Britain's Child Slaves
They started at 4am, lived off acorns and had nails put through their ears for shoddy work. Yet, says a new book, their misery helped forge Britain.
By Annabel Venning for MailOnline 17 September 2010
The Industrial Revolution brought immense prosperity to the British Empire. Not only did Britannia rule the waves, she ruled the global marketplace, too, dominating trade in cotton, wool and other commodities, while her inventors devised ingenious machinery to push productivity ever higher.

But, as a new book by Jane Humphries, a professor of economic history, shows, a terrible price was paid for this success by the labourers who serviced the machines, pushed the coal carts and turned the wheels that drove the Industrial Revolution. As British productivity soared, more machines and factories were built, and so more children were recruited to work in them. During the 1830s, the average age of a child labourer officially was ten, but in reality some were as young as four.

But to many of the monied classes, the poor were invisible: an inhuman sub-species who did not have the same feelings as their own and whose sufferings were unimportant. If they spared a thought for them at all, it was nothing more than a shudder of revulsion at the filth and disease they carried. Children were the ideal labourers: they were cheap (paid just 10-20 per cent of a man's wage) and could fit into small spaces such as under machinery and through narrow tunnels.

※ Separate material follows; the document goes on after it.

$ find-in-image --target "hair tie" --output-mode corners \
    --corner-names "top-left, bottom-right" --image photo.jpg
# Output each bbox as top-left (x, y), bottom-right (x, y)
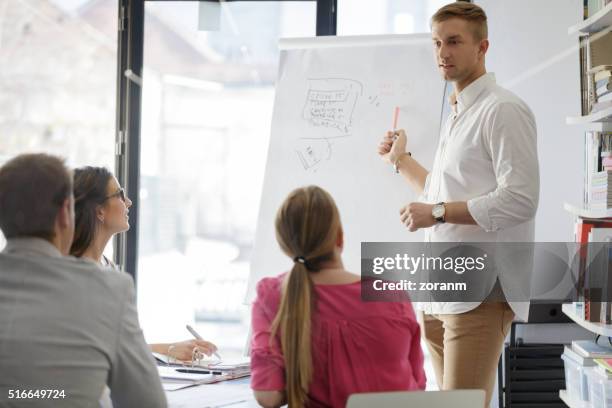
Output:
top-left (293, 256), bottom-right (306, 264)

But despite the growth of cities, agriculture remained the biggest employer of children during the Industrial Revolution. While they might have escaped the deadly fumes and machinery of the factories, the life of a child farm labourer was every bit as brutal. Children as young as five worked in gangs, digging turnips from frozen soil or spreading manure. Many were so hungry that they resorted to eating rats.